Chinle students attend AISES conference, explore STEM careers
Chinle students went to San Antonio for AISES, backed by grant dollars and staff time, to see if STEM can become a real path beyond school.

Chinle High School Navajo students returned from San Antonio with more than conference badges. Chinle Unified says the annual AISES trip, led each year by computer science teacher Julian Parrish since 2019, is funded by an Arizona Science Center grant and has also relied on Johnson O’Malley support, making it one of the district’s clearest investments in a local STEM pipeline.
The district says students attended workshops, heard keynote speakers and connected with Indigenous professionals at the National American Indian Science and Engineering Society conference. AISES describes its national conference as a three-day event centered on educational, professional and workforce development in STEM, and the organization says its broader programs connect students to scholarships, internships and other career opportunities that can turn exposure into a degree or job.

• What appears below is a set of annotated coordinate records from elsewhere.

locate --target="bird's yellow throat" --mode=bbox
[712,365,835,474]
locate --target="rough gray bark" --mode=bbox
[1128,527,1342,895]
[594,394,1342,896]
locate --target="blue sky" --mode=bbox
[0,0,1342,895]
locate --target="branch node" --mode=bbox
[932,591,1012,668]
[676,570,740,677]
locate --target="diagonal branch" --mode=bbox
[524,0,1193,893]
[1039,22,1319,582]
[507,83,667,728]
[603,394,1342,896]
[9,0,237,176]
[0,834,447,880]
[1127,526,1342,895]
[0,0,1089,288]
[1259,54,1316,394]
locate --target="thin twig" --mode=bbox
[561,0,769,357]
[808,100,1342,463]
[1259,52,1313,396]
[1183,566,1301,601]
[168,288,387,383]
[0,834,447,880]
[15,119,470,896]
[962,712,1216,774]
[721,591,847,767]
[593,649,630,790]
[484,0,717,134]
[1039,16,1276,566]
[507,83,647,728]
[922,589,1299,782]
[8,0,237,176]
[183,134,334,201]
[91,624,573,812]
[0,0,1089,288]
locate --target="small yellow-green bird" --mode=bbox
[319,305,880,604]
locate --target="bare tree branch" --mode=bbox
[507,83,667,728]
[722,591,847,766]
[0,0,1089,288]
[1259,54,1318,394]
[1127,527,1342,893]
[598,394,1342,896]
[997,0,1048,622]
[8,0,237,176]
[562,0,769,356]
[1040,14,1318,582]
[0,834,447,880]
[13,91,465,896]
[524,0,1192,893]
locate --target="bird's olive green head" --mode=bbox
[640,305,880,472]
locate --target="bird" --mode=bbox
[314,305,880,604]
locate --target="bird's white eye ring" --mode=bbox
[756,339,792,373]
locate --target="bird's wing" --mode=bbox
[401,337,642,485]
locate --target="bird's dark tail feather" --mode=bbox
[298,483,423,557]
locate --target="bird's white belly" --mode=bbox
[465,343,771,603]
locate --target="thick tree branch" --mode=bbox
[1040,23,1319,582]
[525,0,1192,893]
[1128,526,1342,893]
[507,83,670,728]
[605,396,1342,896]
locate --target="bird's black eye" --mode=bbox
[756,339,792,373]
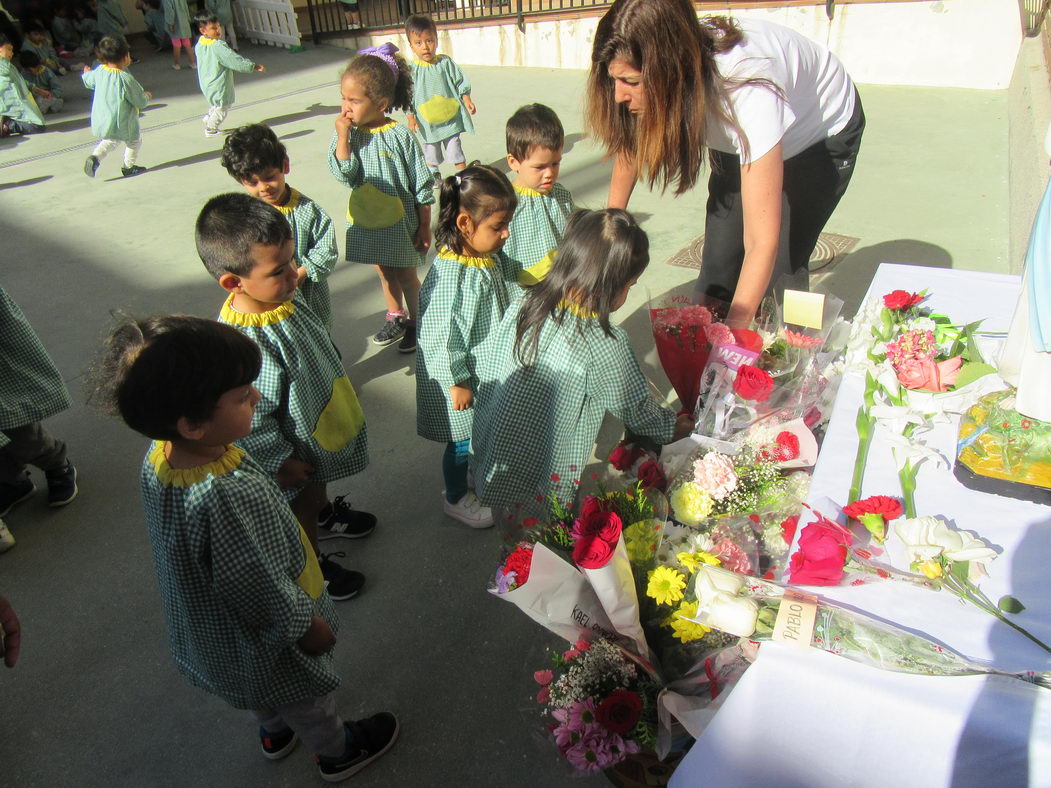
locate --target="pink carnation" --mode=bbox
[694,452,737,501]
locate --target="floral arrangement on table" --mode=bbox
[694,566,1051,688]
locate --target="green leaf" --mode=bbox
[956,361,996,389]
[996,597,1026,613]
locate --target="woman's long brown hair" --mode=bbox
[585,0,765,194]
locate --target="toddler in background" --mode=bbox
[195,11,266,137]
[81,36,152,178]
[0,34,44,137]
[162,0,197,71]
[405,16,477,184]
[88,315,398,782]
[502,104,573,287]
[197,193,376,600]
[472,209,693,530]
[416,166,515,528]
[329,44,434,353]
[18,49,64,115]
[220,124,339,329]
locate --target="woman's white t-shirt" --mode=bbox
[706,19,854,164]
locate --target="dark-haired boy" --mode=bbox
[18,49,64,115]
[220,123,339,329]
[81,35,152,178]
[197,193,376,600]
[500,104,573,287]
[193,11,266,137]
[405,15,477,181]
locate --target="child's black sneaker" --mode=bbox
[0,473,37,517]
[317,495,376,542]
[44,460,77,508]
[260,728,300,761]
[372,317,405,347]
[317,553,365,602]
[314,711,398,783]
[397,320,416,353]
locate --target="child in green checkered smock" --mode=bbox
[95,315,397,776]
[328,44,434,353]
[472,209,692,526]
[405,15,477,180]
[220,123,339,329]
[500,104,573,287]
[416,166,515,527]
[197,193,376,599]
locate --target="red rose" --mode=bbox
[503,546,533,585]
[883,290,924,310]
[639,460,667,492]
[573,536,616,569]
[734,364,774,402]
[595,689,642,735]
[788,521,850,585]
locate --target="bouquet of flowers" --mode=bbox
[694,566,1051,688]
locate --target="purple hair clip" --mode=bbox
[357,41,401,77]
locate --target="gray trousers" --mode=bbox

That matters in Chinle, where Chinle Unified serves about 3,200 students across Chinle, Many Farms, Tsaile, Luckachukai, Wheatfields, Nazlini, Cottonwood and Tselani, and says 98% of its students are Navajo. The district’s Johnson O’Malley grant supports Navajo language and culture, STEM and career education, and Chinle says the program has earned three local awards and two national awards since 2015.
The countywide stakes are just as clear. Apache County is Arizona’s third-largest county by land area, with an estimated 64,445 residents on July 1, 2025. American Indian and Alaska Native residents made up 72.6% of the county, and 16.6% of adults age 25 and older had a bachelor’s degree or higher, a gap that makes every credible route into science, technology and engineering more than a school outing.